Passport size photos of applicant

PAN Card

  1. After obtaining the DSC, DIN must be obtained by the sole promoter and nominee. No additional documents are required for obtaining DIN. 
  2. The next step is to apply for name reservation of the company. 1 preferred name is to be submitted along with the significance of choosing that name. Up to 6 name options can be submitted and all the names given have to conform to the naming standards and the name must include or end with the words OPC. 
  3.  After getting the name approved from MCA, signed Memorandum of Association (MOA) and Articles of Association (AOA) is to be submitted to the Registrar of Companies (ROC). The other documents to be submitted along with the MOA and AOA are identity proof, address proof, affidavits and declarations of the sole promoter. Affidavit and consent of the proposed Director is also to be attached with FORM INC-9. 
  4. All the above documents are to be submitted to SPICe form, SPICe- MOA, SPICe-AOA. 
  5. After verification, the Registrar of Companies (ROC) will approve and issue a Certificate of Incorporation and the business can commence.  
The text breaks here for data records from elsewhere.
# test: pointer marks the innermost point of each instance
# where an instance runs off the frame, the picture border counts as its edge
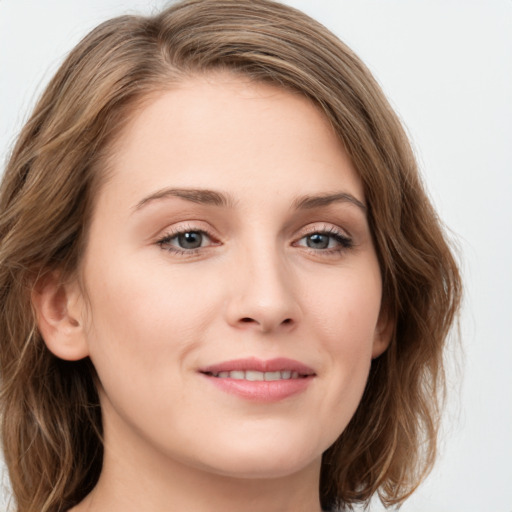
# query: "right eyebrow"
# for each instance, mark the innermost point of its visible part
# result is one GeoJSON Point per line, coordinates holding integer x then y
{"type": "Point", "coordinates": [201, 196]}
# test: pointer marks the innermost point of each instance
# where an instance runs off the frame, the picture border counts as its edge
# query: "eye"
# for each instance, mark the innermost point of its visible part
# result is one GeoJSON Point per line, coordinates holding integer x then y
{"type": "Point", "coordinates": [325, 241]}
{"type": "Point", "coordinates": [185, 241]}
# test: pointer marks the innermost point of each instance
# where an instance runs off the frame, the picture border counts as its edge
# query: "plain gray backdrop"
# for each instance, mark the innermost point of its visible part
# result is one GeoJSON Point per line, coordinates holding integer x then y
{"type": "Point", "coordinates": [446, 66]}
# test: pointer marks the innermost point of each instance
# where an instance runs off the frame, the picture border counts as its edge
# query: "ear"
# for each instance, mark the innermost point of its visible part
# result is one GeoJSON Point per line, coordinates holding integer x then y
{"type": "Point", "coordinates": [383, 332]}
{"type": "Point", "coordinates": [59, 308]}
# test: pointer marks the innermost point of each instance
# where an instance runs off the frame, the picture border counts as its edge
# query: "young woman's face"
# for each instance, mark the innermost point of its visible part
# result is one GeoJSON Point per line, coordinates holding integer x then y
{"type": "Point", "coordinates": [233, 290]}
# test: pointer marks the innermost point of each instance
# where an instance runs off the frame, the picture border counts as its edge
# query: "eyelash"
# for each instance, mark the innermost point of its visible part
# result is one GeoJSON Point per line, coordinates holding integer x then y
{"type": "Point", "coordinates": [344, 243]}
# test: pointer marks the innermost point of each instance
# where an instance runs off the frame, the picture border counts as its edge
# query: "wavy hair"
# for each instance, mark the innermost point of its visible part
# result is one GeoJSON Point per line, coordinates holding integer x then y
{"type": "Point", "coordinates": [51, 418]}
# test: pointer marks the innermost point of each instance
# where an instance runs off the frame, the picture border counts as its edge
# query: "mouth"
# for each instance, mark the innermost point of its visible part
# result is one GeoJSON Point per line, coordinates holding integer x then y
{"type": "Point", "coordinates": [260, 380]}
{"type": "Point", "coordinates": [255, 376]}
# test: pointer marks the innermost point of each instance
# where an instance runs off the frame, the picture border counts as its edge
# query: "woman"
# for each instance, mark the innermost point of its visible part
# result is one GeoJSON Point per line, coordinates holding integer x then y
{"type": "Point", "coordinates": [223, 285]}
OPC aims at encouraging solo entrepreneurs to set up a company all by themselves. One of the biggest advantages of an OPC is that there can be only one member in an OPC, whereas a minimum of two members are required for incorporating and maintaining a Private Limited Company or a Limited Liability Partnership. 
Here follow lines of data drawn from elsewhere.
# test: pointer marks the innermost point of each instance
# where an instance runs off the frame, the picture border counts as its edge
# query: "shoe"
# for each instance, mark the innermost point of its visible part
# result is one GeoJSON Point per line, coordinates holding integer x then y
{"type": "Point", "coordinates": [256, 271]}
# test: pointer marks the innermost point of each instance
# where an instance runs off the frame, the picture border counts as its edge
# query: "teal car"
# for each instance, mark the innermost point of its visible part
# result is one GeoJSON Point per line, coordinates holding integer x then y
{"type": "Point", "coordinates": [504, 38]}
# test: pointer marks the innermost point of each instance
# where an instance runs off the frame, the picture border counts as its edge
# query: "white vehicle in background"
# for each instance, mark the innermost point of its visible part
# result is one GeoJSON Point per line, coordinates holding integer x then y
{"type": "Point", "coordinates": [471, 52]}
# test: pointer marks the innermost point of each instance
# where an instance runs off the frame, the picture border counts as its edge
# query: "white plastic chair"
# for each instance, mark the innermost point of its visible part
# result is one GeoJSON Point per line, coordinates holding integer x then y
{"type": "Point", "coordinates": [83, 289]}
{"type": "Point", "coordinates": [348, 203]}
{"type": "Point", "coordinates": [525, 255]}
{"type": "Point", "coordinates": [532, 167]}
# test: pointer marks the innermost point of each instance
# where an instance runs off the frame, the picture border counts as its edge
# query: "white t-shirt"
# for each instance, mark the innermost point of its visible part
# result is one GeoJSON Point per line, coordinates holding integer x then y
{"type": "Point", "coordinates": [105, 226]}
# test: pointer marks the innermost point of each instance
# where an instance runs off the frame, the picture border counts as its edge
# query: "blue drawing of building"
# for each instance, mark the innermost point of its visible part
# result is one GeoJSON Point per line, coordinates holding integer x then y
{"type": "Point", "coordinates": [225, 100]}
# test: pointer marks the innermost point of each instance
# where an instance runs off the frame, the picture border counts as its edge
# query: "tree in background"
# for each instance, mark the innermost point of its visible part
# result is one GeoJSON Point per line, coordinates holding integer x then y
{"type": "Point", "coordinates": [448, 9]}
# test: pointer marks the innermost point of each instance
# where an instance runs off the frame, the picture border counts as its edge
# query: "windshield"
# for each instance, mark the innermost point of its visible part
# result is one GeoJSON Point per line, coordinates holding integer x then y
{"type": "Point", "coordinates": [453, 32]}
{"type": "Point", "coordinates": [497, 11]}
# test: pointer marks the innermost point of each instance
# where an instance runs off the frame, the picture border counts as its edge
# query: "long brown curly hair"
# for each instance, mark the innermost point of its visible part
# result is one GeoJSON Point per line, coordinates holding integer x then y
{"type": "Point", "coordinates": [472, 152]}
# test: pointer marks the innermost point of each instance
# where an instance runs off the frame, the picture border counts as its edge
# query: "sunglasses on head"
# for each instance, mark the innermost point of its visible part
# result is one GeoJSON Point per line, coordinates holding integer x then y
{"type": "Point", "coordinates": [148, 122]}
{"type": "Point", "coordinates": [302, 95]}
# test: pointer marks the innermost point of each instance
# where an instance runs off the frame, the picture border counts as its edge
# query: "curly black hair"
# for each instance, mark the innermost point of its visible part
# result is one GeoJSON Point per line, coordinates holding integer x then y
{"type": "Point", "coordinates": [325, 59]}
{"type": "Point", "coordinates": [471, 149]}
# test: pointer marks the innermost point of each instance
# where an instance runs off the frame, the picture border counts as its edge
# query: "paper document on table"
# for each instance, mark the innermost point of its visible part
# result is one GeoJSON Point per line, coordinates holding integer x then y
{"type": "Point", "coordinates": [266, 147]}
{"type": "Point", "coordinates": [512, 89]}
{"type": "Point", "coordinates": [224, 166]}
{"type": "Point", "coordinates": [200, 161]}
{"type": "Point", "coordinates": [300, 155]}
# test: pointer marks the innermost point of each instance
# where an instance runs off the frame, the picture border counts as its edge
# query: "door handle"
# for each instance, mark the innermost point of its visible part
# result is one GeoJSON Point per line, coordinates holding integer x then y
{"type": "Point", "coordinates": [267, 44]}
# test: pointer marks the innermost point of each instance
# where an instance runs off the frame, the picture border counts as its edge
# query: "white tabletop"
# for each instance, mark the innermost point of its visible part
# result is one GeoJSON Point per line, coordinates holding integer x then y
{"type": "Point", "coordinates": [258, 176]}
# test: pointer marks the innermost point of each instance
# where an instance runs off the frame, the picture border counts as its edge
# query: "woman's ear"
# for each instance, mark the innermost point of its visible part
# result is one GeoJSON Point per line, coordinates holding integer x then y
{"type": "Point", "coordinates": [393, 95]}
OPC is already established and popular in foreign countries, including countries such as USA, Singapore, etc. It is a new concept in India and it is proving to be favourable due to its many advantages. Similar to a Company, an OPC is a separate legal entity from its members, offers limited liability protection to its shareholders and is easy to incorporate.

 Some other advantages of OPCS are:

  • Less compliance burden: OPC s are required to comply with the provisions applicable to private companies but OPCs are provided with many exemptions and therefore have less compliance burden. 
  • Single owner: Only one person runs the whole business. thus he has all the right to make decisions and control over the business which leads to quick and effective working of the business as he doesn’t have to get consent or wait for anybody else’s approval over the work.  
  • Limited liability: unlike, sole proprietorship, the person’s liability is only up to the extent of the value of shares they hold and their personal assets will not be bound with the company.
  • Minimum requirements:
    Minimum 1 Shareholder

Minimum 1 Director

The director and shareholder can be the same person

Minimum 1 Nominee

Letters ‘OPC’ to be suffixed with the name of OPCs to distinguish it from other companies

The above advantages prove that OPCs are easy to incorporate and manage the company. It is also beneficial for the small scale industries and young entrepreneurs. It is for those solo entrepreneurs who need 100% control of the business. However, it also has certain disadvantages which have to be carefully considered before converting or forming an OPC.